Enfin, raisonnant par analogie, j’ai usé de la dissertation du colonel Yule sur les navires génois, pisans et vénitiens du treizième siècle (dans son édition de Marco Polo).

Le doublage en cuivre des navires, qui peut paraître un anachronisme, a parfaitement existé chez les anciens Phéniciens. On en trouvera mention dans Végèce, De re militari, IV, 34 ; dans Athénée, V, 40. C’est même à Melkarth, l’Hercule tyrien, que la légende antique attribue cette invention : Hercules... nave ænea navigavit... habuit navem ære munitam. (Servius.)

L’indication des autres matériaux se trouve tout au long dans la prophétie d’Ézéchiel.

En dehors du type du gaoul, je donne le navire rapide, la barque, et le vaisseau long, vaisseau de guerre à cinquante rames.

Sans entrer dans des détails déplacés, je me bornerai à dire, pour le premier, que les Grecs l’appelaient hippos, « cheval, » soit à cause de sa rapidité, soit à cause de la tête de cheval qu’il portait à l’avant : « Les petits navires de Gadès s’appellent chevaux, à cause de l’image qu’ils ont à la proue (Strabon) » J’ai baptisé du nom de gaditan ce navire caractéristique de la colonie phénicienne de Gadès. Plusieurs monnaies phéniciennes de la côte d’Afrique portent pour empreinte la tête de cheval, et la légende de la tête de cheval trouvée dans les fondations de Carthage a peut-être pour origine l’ornement de proue national des navires rapides phéniciens.

La [barque] a un nom tout phénicien. Barek (en hébreu) signifie « courber », plier un objet tel qu’une planche. Barca est quæ cuncta navis commercia ad littus portat. (Isidore, Origines.) En berber moderne, une barque s’appelle ibarko.

Le vrai vaisseau sidonien est la galère à cinquante rames, la pentécontore : pentecontoron sidonian (Euripide, Hélène, 1412).
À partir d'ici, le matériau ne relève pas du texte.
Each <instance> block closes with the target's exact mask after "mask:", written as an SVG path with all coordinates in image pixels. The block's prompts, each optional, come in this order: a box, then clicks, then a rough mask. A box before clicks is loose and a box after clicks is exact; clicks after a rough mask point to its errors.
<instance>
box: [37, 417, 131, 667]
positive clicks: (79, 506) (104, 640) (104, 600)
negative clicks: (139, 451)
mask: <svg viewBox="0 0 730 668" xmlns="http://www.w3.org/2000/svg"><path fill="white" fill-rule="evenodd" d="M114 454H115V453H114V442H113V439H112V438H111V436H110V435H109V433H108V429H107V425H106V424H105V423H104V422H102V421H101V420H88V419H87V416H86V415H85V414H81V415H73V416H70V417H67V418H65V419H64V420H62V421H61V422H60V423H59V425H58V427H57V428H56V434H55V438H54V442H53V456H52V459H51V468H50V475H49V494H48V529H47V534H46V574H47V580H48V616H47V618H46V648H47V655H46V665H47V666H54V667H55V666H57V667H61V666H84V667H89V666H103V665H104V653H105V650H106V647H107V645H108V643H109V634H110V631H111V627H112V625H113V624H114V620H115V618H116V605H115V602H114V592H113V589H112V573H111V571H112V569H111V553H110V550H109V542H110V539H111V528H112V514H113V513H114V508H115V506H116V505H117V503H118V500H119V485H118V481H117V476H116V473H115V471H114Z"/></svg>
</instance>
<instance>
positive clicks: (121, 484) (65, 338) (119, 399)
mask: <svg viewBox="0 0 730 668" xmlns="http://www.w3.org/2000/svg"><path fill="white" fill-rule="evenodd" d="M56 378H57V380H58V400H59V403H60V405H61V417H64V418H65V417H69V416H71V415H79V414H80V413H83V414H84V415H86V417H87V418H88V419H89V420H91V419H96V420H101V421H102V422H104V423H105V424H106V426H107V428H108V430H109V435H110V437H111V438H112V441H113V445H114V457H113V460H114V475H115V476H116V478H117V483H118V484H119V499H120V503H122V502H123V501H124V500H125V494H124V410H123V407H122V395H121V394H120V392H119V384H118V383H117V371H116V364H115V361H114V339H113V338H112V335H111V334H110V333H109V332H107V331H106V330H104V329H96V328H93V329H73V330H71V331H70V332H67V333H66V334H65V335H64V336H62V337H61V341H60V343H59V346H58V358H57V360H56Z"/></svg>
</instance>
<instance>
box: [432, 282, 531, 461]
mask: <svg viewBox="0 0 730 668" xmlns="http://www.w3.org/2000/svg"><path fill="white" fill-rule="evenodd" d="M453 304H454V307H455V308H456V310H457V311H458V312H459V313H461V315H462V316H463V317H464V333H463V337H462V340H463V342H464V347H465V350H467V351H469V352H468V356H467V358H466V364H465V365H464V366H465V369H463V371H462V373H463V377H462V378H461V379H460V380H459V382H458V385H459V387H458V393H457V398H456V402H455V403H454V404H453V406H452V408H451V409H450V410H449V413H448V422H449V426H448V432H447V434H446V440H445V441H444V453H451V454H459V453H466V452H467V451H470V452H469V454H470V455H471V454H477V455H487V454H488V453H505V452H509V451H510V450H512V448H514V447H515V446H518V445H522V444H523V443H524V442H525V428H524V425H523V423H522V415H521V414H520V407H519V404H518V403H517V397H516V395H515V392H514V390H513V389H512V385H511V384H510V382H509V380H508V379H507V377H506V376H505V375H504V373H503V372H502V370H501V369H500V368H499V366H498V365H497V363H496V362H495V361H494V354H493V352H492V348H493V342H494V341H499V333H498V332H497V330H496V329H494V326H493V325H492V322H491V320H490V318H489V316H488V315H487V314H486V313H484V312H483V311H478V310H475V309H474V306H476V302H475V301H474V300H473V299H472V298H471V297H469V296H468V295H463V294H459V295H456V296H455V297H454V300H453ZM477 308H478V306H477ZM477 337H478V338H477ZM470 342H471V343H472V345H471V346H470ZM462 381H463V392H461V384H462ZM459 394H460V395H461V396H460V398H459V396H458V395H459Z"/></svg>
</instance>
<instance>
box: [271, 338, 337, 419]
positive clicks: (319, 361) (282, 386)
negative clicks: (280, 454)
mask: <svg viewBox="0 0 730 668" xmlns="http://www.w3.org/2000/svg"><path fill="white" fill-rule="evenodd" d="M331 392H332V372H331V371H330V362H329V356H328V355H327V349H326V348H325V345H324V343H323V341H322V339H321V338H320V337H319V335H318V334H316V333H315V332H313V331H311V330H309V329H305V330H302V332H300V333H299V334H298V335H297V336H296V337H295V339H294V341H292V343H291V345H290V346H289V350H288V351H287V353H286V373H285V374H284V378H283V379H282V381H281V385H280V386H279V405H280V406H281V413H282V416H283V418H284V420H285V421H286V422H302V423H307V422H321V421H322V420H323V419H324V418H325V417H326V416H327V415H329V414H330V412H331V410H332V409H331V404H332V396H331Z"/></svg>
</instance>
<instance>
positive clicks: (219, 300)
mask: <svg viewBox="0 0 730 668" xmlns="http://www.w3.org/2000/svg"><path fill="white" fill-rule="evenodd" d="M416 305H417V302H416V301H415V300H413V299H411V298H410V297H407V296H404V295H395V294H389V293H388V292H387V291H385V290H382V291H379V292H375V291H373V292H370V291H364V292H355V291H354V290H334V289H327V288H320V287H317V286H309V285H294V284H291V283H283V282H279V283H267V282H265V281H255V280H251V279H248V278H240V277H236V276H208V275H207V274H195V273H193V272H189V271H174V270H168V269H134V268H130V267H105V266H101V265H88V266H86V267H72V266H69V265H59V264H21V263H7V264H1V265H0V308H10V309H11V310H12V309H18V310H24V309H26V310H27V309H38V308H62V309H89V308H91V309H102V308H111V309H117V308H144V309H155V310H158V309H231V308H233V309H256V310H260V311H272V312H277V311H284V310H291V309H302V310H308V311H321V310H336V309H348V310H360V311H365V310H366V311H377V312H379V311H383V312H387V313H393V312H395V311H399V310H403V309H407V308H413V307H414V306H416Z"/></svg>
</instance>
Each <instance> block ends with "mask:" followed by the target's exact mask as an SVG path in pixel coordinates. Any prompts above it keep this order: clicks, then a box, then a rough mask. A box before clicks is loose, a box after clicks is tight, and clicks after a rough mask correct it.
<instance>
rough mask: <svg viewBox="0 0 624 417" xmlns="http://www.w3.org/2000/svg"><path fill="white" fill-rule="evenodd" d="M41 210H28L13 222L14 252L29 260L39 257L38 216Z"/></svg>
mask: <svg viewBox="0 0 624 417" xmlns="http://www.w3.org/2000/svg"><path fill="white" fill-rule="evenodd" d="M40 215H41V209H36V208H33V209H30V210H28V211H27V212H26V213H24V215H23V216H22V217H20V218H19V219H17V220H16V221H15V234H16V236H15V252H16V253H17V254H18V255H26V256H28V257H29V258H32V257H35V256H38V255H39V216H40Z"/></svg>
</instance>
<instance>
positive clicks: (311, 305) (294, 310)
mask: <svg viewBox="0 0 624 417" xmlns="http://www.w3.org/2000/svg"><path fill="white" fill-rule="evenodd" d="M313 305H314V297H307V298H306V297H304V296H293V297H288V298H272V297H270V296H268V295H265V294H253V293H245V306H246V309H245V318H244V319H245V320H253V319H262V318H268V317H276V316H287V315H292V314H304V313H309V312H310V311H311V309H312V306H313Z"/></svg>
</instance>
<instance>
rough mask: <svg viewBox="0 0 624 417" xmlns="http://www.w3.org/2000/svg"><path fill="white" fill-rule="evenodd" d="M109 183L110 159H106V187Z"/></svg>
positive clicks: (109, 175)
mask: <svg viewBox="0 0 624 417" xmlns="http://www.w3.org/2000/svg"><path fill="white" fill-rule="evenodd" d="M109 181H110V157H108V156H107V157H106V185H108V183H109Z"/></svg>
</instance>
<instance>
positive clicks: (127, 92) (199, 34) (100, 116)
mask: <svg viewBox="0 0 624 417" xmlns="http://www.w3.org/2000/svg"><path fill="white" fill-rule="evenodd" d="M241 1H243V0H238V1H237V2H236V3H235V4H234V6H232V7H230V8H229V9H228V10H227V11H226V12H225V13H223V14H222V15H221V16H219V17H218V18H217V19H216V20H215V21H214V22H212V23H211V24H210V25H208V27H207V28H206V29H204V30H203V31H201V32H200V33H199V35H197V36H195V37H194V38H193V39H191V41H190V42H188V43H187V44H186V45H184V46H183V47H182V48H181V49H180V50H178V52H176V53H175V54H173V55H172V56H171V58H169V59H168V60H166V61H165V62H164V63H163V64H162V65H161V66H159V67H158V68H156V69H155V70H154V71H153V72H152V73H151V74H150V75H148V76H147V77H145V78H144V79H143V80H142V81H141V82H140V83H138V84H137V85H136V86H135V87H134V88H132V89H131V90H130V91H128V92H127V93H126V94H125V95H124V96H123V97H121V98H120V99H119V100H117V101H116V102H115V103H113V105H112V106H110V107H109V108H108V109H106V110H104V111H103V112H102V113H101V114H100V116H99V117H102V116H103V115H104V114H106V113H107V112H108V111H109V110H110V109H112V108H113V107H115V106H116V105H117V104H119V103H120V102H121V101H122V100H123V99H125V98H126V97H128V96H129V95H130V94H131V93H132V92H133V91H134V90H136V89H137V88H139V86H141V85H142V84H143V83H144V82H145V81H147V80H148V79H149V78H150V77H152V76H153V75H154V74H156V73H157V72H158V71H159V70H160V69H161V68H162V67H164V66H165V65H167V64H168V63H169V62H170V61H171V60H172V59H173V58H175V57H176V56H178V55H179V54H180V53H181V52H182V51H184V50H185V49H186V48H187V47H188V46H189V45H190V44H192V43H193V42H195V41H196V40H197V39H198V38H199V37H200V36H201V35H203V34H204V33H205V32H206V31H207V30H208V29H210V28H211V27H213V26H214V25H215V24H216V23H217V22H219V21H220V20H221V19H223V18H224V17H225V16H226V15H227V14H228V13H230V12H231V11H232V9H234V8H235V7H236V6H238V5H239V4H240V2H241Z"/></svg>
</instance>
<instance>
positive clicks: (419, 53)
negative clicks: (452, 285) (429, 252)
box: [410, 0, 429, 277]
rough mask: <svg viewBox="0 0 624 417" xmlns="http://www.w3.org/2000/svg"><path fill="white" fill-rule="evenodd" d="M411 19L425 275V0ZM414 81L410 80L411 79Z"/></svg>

Comment manœuvrait-on avec cinquante avirons un bateau long qui portait jusqu’à quatre cents hommes ? quel était le tonnage d’un de ces bateaux ? Je n’ai aucune donnée positive là-dessus, et je répète que je n’ai pas l’intention de faire ici des dissertations. Si l’on veut une analogie, on la trouvera dans les grosses jonques chinoises que l’Arabe Ibn Batouta a vues au quatorzième siècle, qui portaient six cents hommes et qui étaient manœuvrées par cinquante et même soixante avirons gigantesques, chaque aviron étant manié par huit hommes, à l’aide de deux cordes placées des deux côtés. Celles qu’a vues Marco Polo avaient quatre hommes par rame. Il est possible que les Phéniciens se soient servis d’un système de ce genre.

La description que je donne des navires de parade n’a rien d’imaginaire. On peut voir de ces navires figurés dans le recueil de Wilkinson. (t. III). Du reste, les auteurs anciens, depuis Hérodote jusqu’à Plutarque, sont remplis de détails là-dessus. Dans Hérodote, le navire sidonien où Xercès se place pour passer la revue de sa flotte est décoré d’une tente en or, c’est-à-dire en étoffes babyloniennes brochées d’or.

Chapitre II.

La [tiare fleurdelisée] peut se voir dans l’ouvrage de Botta, planches de la fin, aux détails de costume et d’armement.